Current gesture recognition approaches typically struggle to accurately detect gestures in real-time. Most gesture recognition approaches require prior segmentation in order to be tractable. In earlier work by Lode Hoste he tried to tackle this problem by using a declarative language and a RETE engine to detect whether points of a trajectory correspond to certain constraints. Thanks to the caching of intermediate calculations in the RETE engine, this approach allows to detect gestures at real-time.
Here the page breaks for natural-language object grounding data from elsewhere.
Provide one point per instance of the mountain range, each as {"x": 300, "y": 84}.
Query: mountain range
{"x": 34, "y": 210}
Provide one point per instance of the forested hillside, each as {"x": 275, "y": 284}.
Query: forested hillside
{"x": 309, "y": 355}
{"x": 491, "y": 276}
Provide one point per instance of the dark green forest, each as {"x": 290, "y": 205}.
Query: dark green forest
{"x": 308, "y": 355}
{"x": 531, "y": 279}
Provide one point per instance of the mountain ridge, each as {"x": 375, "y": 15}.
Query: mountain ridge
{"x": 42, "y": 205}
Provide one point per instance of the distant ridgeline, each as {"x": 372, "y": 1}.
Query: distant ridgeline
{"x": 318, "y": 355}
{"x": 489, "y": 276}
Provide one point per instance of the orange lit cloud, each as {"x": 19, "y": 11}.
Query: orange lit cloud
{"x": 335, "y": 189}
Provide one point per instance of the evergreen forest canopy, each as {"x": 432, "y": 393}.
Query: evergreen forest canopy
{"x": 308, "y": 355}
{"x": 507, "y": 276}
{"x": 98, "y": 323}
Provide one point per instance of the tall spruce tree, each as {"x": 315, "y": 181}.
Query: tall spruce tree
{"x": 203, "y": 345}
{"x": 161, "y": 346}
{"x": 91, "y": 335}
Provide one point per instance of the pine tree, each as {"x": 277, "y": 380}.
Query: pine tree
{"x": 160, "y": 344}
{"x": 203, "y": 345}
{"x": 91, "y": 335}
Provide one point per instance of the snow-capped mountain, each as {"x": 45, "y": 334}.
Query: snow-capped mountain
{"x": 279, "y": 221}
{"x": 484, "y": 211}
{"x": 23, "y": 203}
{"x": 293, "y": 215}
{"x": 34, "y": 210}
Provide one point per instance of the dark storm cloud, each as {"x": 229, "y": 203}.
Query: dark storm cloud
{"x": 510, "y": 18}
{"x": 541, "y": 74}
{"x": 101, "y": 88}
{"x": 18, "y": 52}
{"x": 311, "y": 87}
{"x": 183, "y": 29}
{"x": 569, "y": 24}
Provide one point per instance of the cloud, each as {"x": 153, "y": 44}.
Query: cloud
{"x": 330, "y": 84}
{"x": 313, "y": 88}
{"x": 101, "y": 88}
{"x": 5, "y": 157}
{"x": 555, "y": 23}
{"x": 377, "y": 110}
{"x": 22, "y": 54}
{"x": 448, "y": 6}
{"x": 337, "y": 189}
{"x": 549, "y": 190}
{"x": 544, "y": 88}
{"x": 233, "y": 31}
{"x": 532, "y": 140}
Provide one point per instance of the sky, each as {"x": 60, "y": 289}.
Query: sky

Currently, the approach allows to define gestures which are position invariant but scale and rotational invariant gestures are still very computational expensive especially when applied to 3D trajectories.

Goal:

In this project the goal is to design an algorithm based on different features and a divide and conquer strategy to detect gestures regardless of the scale, position or rotation of the gestures.

 

This thesis consists of several parts:

  1. Start with a few control points on a gesture in 2D (considering only x and y-axis).
  2. Think about possible constraints that are efficient and filter out a lot of potential matches at the same time.
  3. Implement these constraints first manually and check how many potential matches they filter out, try to filter out as many matches as possible with the least calculations possible.
  4. (Optional) When a tractable algorithm is tested and seems to work, implement the code generation to automatically derive this declarative algorithm from a set of control points.
  5. (Optional) Test the performance of this algorithm on several samples. It's important to know the amount of non-detected gestures, the amount of false-positives, the amount of gestures that can run at the same time in a real-time application given that there are 30 points per second generated. 
  6. (Optional) Extend to 3D.
  7. (Optional) Automatically generate the control points.

The implemention is done in C# and uses the Mudra engine. Voltra is used to see the trajectories and place the control points and is extended to generate new code for the scale and rotation invariant gestures.